Yet, OECD officials themselves are not immune to self-delusion, and this year’s report is littered with mistaken beliefs. At least on one matter – unemployment insurance – Minister of Finance Grant Robertson will have been delighted by the OECD’s myopia.

On Wednesday, Robertson announced details of the Government’s proposed compulsory unemployment, sickness and disability insurance scheme. Foreshadowed in the May 2021 budget, the proposal involves ACC-style insurance for workers who lose their jobs or face long-term sickness or disability.

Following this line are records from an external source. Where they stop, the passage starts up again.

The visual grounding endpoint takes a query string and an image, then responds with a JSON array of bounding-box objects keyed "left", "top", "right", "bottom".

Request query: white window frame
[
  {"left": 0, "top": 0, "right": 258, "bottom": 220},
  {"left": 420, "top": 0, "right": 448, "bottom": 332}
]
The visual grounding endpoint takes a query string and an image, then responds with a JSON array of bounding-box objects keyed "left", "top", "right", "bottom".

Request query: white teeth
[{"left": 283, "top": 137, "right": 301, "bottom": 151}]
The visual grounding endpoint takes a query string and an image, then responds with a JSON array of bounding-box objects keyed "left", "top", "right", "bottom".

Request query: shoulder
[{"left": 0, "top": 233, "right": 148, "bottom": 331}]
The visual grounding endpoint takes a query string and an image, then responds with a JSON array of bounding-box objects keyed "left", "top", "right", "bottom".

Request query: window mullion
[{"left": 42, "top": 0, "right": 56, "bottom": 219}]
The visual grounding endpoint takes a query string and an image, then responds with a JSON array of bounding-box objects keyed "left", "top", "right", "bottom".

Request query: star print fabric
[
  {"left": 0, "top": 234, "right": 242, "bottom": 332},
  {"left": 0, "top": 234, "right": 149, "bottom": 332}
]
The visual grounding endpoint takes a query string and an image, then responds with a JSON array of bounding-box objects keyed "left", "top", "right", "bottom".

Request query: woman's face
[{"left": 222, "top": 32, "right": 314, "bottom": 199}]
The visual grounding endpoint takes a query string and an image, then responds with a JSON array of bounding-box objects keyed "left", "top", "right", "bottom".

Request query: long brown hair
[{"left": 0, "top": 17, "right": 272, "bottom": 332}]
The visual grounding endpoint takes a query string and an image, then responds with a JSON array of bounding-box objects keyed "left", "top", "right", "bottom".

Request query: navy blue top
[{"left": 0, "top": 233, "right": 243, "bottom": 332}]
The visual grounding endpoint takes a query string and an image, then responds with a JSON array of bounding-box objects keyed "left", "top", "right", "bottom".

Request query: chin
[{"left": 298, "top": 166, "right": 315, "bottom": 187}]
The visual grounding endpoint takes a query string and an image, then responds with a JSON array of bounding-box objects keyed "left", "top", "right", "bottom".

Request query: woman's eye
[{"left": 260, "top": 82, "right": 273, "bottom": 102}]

Those laid off or who have to stop working because of a health condition or disability will receive 80% of their usual salary for up to seven months, subject to a salary cap set at the same level as ACC. A compulsory levy (a tax by any other name) of close to 3% will pay for the scheme, with workers and firms both contributing.

The OECD has long supported unemployment insurance schemes. Many developed economies have them, especially in Europe.

And like the Government’s innocuous-sounding “Fair Pay Agreements”, unemployment insurance sounds good. Who would not want to receive up to 80% of their income for seven months if they were laid off or could not work due to ill health?

But as with FPAs, there is a catch. Indeed, several of them.

First, New Zealand suffers from no identified problem for compulsory unemployment insurance to solve. Our welfare system is well targeted by international standards. We have comparatively low levels of unemployment (including less than half the OECD average level of long-term unemployment).

Secondly, Robertson’s scheme is estimated to cost firms and workers $3.5 billion a year – a hefty bill for insurance most workers have chosen not to purchase for themselves.

More importantly, as the Initiative showed in our 2021 research note, Unemployment insurance – more tax for more unemployment, the international evidence reveals costly unemployment schemes like Robertson’s lead to increased unemployment, including long-term unemployment.

Only a moment’s thought reveals why. If the Government increases the generosity of the unemployment benefit, the incentives for the unemployed to seek work are relaxed. And the longer workers stay out of the workforce, the harder it becomes for them to return to it.

Unemployment is a peril for workers. But Robertson’s compulsory insurance is worse.